Al frenar cerca del gran cementerio, Yaromir salió del coche en silencio. Se sorprendió, pues Kilina seguía sentada dentro, convencido de que ahora mismo armaría un escándalo negándose a ir con él. No quería ir solo; deseaba con una intensidad incontrolable que ella estuviera a su lado. No es que tuviera miedo, pero aquel lugar no era precisamente el mejor para pasear.
Abrió la puerta del pasajero y le tendió la mano a Kilina, pidiéndole con voz contenida:
— Ven conmigo.
— Estoy en pantuflas, y aquí hay arena... Ahora me meteré polvo en las heridas y será todavía peor.
— Tengo cubrezapatos en el botiquín —ofreció con seguridad.
— Bueno, eso cambia radicalmente la situación —soltó la chica con ironía, sin moverse del asiento.
Él suspiró y, sacando el botiquín, abrió los cubrezapatos y, acercándose a la chica, pidió:
— Dame los pies, yo te los pongo.
Kilina entrecerró un ojo, le quitó los cubrezapatos de las manos y, mientras se los ponía, murmuró:
— Si me resbalo con esto en la hierba, entonces mañana... — calló y salió del coche.
— Estoy cerca, no deberías preocuparte —la aseguró secamente Goral, y avanzó por el sendero hacia la puertecilla que llevaba al cementerio, lanzando por encima del hombro: — Vamos.
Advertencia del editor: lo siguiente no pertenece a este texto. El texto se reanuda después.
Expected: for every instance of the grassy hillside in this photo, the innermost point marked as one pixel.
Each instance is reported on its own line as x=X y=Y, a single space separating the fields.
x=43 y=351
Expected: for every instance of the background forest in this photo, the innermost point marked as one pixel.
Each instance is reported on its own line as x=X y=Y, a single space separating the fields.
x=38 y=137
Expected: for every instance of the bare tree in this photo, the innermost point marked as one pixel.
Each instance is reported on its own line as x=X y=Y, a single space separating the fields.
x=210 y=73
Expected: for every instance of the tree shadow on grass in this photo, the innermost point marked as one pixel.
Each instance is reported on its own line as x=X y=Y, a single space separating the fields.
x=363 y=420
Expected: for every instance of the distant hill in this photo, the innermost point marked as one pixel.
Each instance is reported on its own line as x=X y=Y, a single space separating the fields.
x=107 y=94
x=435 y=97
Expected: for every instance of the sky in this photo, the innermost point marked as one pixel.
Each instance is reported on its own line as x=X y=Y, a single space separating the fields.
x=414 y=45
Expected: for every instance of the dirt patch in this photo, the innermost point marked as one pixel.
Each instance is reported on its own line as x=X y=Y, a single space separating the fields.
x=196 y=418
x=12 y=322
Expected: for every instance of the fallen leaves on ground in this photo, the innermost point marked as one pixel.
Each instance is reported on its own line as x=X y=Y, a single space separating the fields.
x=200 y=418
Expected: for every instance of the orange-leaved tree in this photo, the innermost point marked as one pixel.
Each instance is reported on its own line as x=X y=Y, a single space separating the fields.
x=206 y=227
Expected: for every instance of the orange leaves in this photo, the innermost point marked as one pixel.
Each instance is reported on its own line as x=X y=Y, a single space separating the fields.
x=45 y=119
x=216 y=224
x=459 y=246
Caminaba delante y estaba terriblemente nervioso. Le inquietaba no saber exactamente qué buscaba, y la declaración de Kilina de que el anillo no estaba en el castillo lo terminó de decepcionar.
Deambulaban durante mucho tiempo por el enorme cementerio. En su mayoría vagaban entre tumbas muy antiguas, algunas abandonadas y cubiertas de hierba y arbustos. Miraban alrededor, y parecía que la tumba de los Komarovski no estaba aquí, por eso no la encontraban.
De pronto oyó a Kilina soltar un quejido, y se giró al instante. La chica se había tropezado con algo y ahora estaba de pie con los ojos cerrados y una mueca de dolor. Al momento se lanzó hacia ella. Sin pensar en nada, la atrajo hacia sí, preguntando preocupado:
— ¿Te duele mucho? — El corazón se le derretía al tenerla entre sus brazos.
— Suélteme, ya se pasará —pidió en voz baja.
— Cuando se pase, entonces te suelto —replicó con seguridad, disfrutando de tenerla en su cautiverio.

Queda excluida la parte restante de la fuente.